Yang Keiza tahu, Amar rakus membaca. Membaca buku apa saja. Buku-buku teknologi, sosial, filsafat, biografi, atau yang mendukung pendidikan dia sebagai mahasiswa teknik industri. Hanya itu.
***
Jamaah salat Jumat di masjid kampus pada bubaran. Sebagian mahasiswa bergegas ke ruang kuliah. Yang lain memilih duduk-duduk di foodcourt. Sebagian lagi ke tempat parkir lalu bergegas pergi.
Keiza tak tenang. Marwan, sahabat karib yang duduk di depannya, senyum-senyum sendiri. Hampir sejam mereka duduk di bawah pohon sono yang rimbun. Menatap satu per satu jamaah wajah yang datang dan pergi.

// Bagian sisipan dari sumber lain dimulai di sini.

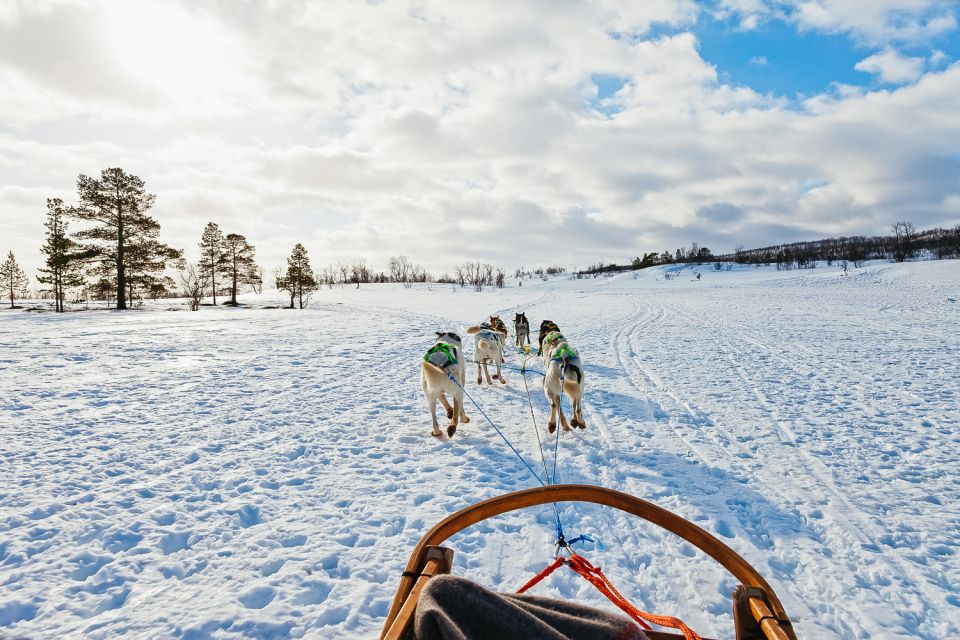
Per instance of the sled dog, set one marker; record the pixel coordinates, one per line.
(563, 375)
(521, 328)
(500, 327)
(545, 327)
(444, 357)
(487, 348)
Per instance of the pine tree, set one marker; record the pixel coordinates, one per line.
(13, 279)
(211, 255)
(299, 280)
(124, 240)
(238, 264)
(63, 255)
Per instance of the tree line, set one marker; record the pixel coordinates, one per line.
(904, 243)
(118, 255)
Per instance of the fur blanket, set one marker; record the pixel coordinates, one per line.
(453, 608)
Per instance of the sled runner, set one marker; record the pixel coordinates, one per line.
(757, 611)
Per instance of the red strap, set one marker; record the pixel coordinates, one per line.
(543, 574)
(596, 577)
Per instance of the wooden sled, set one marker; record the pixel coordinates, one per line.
(757, 612)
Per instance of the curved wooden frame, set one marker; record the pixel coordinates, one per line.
(424, 562)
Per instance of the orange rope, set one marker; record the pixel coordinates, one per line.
(596, 577)
(543, 574)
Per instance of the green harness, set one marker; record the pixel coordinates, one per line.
(565, 352)
(444, 348)
(553, 337)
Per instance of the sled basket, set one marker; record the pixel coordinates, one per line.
(757, 612)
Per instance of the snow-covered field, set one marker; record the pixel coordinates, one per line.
(264, 472)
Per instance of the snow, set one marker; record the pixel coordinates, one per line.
(263, 473)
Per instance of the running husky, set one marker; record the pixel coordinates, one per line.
(545, 327)
(488, 347)
(443, 360)
(564, 375)
(521, 328)
(500, 327)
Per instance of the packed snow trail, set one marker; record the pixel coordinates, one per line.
(264, 473)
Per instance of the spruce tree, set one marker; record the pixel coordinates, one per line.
(13, 279)
(124, 238)
(211, 255)
(63, 255)
(238, 264)
(299, 280)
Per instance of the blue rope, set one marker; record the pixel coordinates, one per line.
(492, 424)
(509, 368)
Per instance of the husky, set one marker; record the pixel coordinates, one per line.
(521, 328)
(488, 347)
(545, 327)
(563, 375)
(443, 361)
(500, 327)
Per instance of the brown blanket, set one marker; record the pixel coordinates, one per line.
(453, 608)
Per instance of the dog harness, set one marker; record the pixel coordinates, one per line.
(553, 337)
(565, 352)
(489, 334)
(441, 355)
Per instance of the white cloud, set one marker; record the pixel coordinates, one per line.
(371, 129)
(892, 67)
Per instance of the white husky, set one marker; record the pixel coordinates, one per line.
(488, 347)
(445, 357)
(561, 364)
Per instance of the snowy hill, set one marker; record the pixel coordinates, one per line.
(264, 473)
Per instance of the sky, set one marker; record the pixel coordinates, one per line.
(520, 133)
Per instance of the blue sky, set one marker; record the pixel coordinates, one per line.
(608, 128)
(781, 59)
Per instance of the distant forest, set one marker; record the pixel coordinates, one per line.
(117, 256)
(904, 243)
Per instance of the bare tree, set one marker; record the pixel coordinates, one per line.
(400, 268)
(905, 233)
(194, 283)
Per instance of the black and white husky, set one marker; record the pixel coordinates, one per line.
(443, 361)
(488, 348)
(521, 327)
(563, 375)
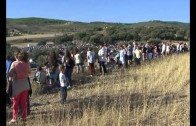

"Hari ini, harus ada penjelasan, Biar gak ada prasangka" begitu tekad Keiza.
Ia terus membayangkan wajah Amar. Segera menemui dia. Setelah beberapa pesan via WA gak pernah dijawab. Amar seolah ingin menjauh darinya.
Dan kali ini, kiraan dia  tepat. Sesosok pria bertubuh kurus berambut ikal dengan tas rangsel hitam dan kaus putih, bersepatu kets merah, berjalan menuju lift. Wajahnya nampak bersih setelah disapu air wudlu.
"Sampai hati kamu tulis coretan kasar itu. Itu bukan cuma tak elok, tapi bikin jantungku teriris. Sadarkah kau dengan perbuatanmu?" suara Keiza seolah memecahkan terik matahari yang menyengat.
"Sudah berapa kali kamu baca surat itu? Amar menimpali tanpa berdosa.
Seutas senyum tiba-tiba hadir di tengah kepanikan Keiza.
"Amar, aku tidak bercanda. Bukan tempat tepat bergurau dengan tingkah nakalmu. Aku punya perasaan."